Variety, as they say, is the spice of life. Let my well-read man have a variety of interests. Let him read all the science fiction he can find, but let him also be willing to pick up a murder-mystery or a romance or a western and enjoy it just as much, too, or at least try to. My well-read man can wear jeans and a t-shirt, smell of motorcycle grease, and guzzle down a six pack one day and the next he’s just as attractive and comfortable donning a suit and tie, combing some Bay Rum oil through his beard, and taking us out to a romantic dinner.
Being well-read, like being well-educated, isn’t all about the books we’ve studied and enjoyed. I’ve worked a good many years with some highly educated people. They know their field of study inside and out. They’ve worked hard to get where they are in life and I’m not putting them or that hard work down, but all that book learning doesn’t always make them attractive to be around. All too many times what they’ve gained in education, they’ve lost in common sense, and a person without common sense is not at all attractive in my book.
As an author and an avid reader, I value the written word. Reading increases your vocabulary, improves your spelling, ignites the imagination, improves your memory, and allows one to explore the worlds we may not be able to visit in person.
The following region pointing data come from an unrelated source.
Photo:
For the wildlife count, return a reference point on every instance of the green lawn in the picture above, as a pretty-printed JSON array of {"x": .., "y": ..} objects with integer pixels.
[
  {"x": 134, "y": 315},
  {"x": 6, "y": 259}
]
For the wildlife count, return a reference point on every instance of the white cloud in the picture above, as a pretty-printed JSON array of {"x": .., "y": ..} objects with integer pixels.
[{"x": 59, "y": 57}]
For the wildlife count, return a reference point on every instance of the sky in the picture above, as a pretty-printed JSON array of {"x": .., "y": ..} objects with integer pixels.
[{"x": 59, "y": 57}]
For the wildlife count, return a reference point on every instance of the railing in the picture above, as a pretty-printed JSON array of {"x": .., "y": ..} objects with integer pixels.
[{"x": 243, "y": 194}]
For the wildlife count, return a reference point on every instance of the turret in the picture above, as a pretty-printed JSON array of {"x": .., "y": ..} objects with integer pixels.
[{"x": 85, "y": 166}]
Reading, like everything, is subjective and highly personal. A fussy eater limits themselves to a very narrow pallet of flavors. An artist who paints only in black and white, narrows their creative powers. A person who listens to only one type of music denies themselves a world of new sounds and rhythms. Locking yourself into a room with only one window that permits a singular view day in and day out, narrows what you know of everything beyond that window. Though we all have our preferred genre when it comes to books, mixing that up is just as important as trying new foods, listening to new music, or walking out that door to explore a brave new world beyond the mailbox.
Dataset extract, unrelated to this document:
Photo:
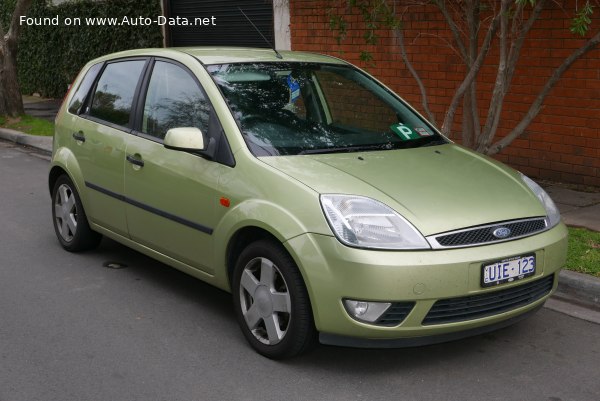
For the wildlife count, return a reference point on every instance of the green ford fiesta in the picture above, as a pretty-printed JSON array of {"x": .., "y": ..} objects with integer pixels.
[{"x": 325, "y": 204}]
This attractiveness isn’t limited to just men. Being well-read applies to all of us. Does a man want a partner who is only interested in one thing? Maybe some do. If all he wants is for you to be a good cook, keep a clean house, and be great in the sack, is that the type of guy you want to be around? To each their own, I suppose. That’s not what I’m into. I want a partner and friends I can discuss a myriad of topics with. That reminds me of an old boyfriend I had back in my early 20s. He was really good looking and he could tell you just about anything you ever wanted to know about the local fish population or the trees that grew in our area. And that’s where it ended. Yep, fish and trees. Not that I have anything against fish and trees, mind you, but I need more, want more, deserve more. The relationship lasted about six months.
I expect more from my partner and I want to be more for them as well as for myself. I don’t want to ‘complete’ anyone. No person, relationship, or religion should complete you. They can enhance what is already there, but the completion of the self comes from within, not from anything beyond that. Nor do I want to feel complete only because I am with someone. Come to me whole. Come to me well-read, well-rounded, and multifaceted. For me, that is where the attractiveness of a well-read man lies… that and he really must be a lover of books and reading.